In response to this reluctance to participate and pay by the hedge funders, Charles “Chuck” Schumer of New York has been passing the word to the hedge guys who seem to think reaping the benefits bestowed on them by K. Street beholden senators and representatives comes without charge..
So in January, Chuck, as noted in the article in the Times by Jenney Anderson, invited a few of the real big cigars from the hedge fund industry to dinner at Bottega del Vino on the Upper East Side of Manhattan. From reports online, the Bottega sounds like a place that would be familiar to K. Street regulars.
The New York Post’s restaurant critic Steve Cuozzo visited the place a while ago explaining Bottega del Vino is “apparently Italian for empty your wallet’s entire contents.”
Of course, Schumer is a Democrat, but his real allegiance is to who has the most money, always has been, and so he wasn’t worried about picking up the tab.
FOUR BIG CIGARS
How about this for an ethics lesson?
Now as incredible as it may seem, the New York Times cites an unnamed source who identifies four of the big cigars who dined with the senior United States Senator from New York, a senator who is a ranking member of the Democratic Leadership Council, who sits on the Senate Finance Committee as well as the Committee on Banking, Housing, and Urban Affairs.
Not only that, Schumer’s long time political allies include Bill and Hillary Clinton, former Treasury secretary Robert Rubin, current Treasury chief Henry Paulson as well as Democratic strategist James Carville and Senator Joseph Lieberman.
According to the Times:
More than $100 billion worth of wealth sat around the table, including Paul Tudor Jones of Tudor Capital; Steven Cohen of SAC Capital; Stanley Druckenmiller of Duquesne Capital; and James Chanos of Kynikos Capital, according to a person who was briefed on the dinner.
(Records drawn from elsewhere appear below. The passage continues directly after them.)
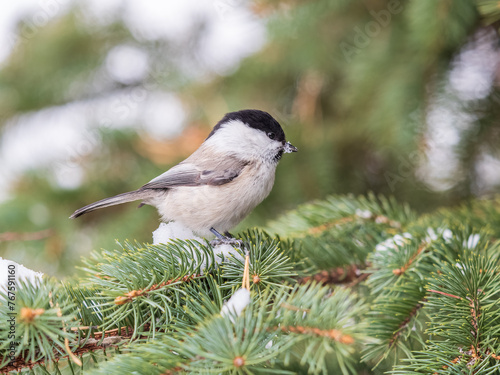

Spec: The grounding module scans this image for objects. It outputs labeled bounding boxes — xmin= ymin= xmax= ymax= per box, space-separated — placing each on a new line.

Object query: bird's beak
xmin=283 ymin=142 xmax=299 ymax=154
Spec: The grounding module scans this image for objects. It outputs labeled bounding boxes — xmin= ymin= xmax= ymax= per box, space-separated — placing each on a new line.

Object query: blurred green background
xmin=0 ymin=0 xmax=500 ymax=276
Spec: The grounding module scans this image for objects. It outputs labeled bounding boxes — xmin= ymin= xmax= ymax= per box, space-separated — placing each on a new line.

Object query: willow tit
xmin=70 ymin=109 xmax=297 ymax=241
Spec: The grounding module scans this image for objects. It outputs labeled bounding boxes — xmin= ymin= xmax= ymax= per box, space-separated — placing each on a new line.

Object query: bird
xmin=70 ymin=109 xmax=298 ymax=245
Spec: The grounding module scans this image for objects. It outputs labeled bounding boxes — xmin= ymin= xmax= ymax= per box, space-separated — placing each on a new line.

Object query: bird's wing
xmin=141 ymin=156 xmax=249 ymax=189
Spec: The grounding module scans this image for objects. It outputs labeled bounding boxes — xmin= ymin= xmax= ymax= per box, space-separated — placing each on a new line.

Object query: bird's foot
xmin=210 ymin=236 xmax=243 ymax=249
xmin=210 ymin=228 xmax=244 ymax=249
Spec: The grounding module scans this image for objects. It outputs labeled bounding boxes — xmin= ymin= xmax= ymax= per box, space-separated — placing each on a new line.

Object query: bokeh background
xmin=0 ymin=0 xmax=500 ymax=277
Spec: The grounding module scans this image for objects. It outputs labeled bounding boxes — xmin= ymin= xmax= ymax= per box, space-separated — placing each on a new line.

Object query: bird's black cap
xmin=207 ymin=109 xmax=285 ymax=142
So who are these four big cigars?
1. Steven A. Cohen, SAC Capital.
Forbes (Sept. 2006) says Steve Cohen, net worth of around $3 billion, is the 85th richest person in America With an equity of $10 billion the Wall Street Journal calls Cohen “the hedge fund king. His take home pay last year was $350 million and he has also recently purchased a Picasso and Van Gogh for his world class art collection..Cohen lives in Greenwich Connecticut
2. Paul Tudor Jones, Tudor Capital.
Forbes (Sept. 2006) says this Jones is the 117th richest person in the world and still climbing, worth an estimated $2.5 billion at present. Tudor Jones had a big year in 2005 ($500 million) and didn’t do bad in 2006, ($300 million.) Jones lives in Greenwich Connecticut.
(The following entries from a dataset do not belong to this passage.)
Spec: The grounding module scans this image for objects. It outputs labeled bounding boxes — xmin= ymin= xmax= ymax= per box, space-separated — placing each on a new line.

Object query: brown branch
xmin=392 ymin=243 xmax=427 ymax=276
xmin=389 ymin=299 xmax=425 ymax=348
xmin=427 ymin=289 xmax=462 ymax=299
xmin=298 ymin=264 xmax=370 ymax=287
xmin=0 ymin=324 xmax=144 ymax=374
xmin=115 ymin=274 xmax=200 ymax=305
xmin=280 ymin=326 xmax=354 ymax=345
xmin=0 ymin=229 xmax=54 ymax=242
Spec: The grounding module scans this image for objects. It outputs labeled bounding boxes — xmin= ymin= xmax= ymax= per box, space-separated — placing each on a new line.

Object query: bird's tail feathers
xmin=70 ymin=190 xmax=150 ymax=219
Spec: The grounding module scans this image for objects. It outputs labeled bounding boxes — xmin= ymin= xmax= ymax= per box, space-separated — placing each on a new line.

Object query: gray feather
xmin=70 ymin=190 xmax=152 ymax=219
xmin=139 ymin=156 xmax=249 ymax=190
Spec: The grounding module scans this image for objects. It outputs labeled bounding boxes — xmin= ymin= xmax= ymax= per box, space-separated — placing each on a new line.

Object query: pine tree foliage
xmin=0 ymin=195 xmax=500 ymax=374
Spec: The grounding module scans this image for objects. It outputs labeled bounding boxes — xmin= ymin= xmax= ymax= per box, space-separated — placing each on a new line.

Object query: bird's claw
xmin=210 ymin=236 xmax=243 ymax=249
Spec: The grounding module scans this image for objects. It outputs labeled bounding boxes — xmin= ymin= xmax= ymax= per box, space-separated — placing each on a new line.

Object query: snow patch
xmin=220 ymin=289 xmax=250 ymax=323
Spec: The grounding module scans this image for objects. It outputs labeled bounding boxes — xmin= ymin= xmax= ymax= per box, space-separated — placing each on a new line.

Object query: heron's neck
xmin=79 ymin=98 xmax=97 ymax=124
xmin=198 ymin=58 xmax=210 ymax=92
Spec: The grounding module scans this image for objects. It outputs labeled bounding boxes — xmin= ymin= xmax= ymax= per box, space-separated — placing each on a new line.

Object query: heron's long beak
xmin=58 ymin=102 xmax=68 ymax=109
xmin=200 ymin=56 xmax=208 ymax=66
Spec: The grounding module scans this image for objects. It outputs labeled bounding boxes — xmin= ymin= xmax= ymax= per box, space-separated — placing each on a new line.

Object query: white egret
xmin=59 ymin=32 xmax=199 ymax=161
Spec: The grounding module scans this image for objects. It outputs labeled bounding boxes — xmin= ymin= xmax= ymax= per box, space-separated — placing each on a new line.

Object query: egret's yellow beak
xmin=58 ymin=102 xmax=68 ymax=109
3. Stanley Druckenmiller, Duquesne Capital Management
Forbes says Stanley is the 428th richest person in the world with a estimated current net worth of around $1.8 billion. Druckenmiller would probably be ranked a lot higher but he took huge losses when the in the dot.com, telecom smash up a few years ago. Druckenmiller lives in New York City.
4. James Chanos, Kynikos Capital.
Chanos is ranked by Forbes as the 428th richest person in the world. He was an early short seller of Enron as 2001 and did very well in the $100 billion meltdown Chanos lives in New York City.
Now we don’t know exactly what was said at dinner, and the participants when contacted, would not comment. But as the Times said, the hedge funders wish is to “avoid stringent regulation and a healthy sense of competition.”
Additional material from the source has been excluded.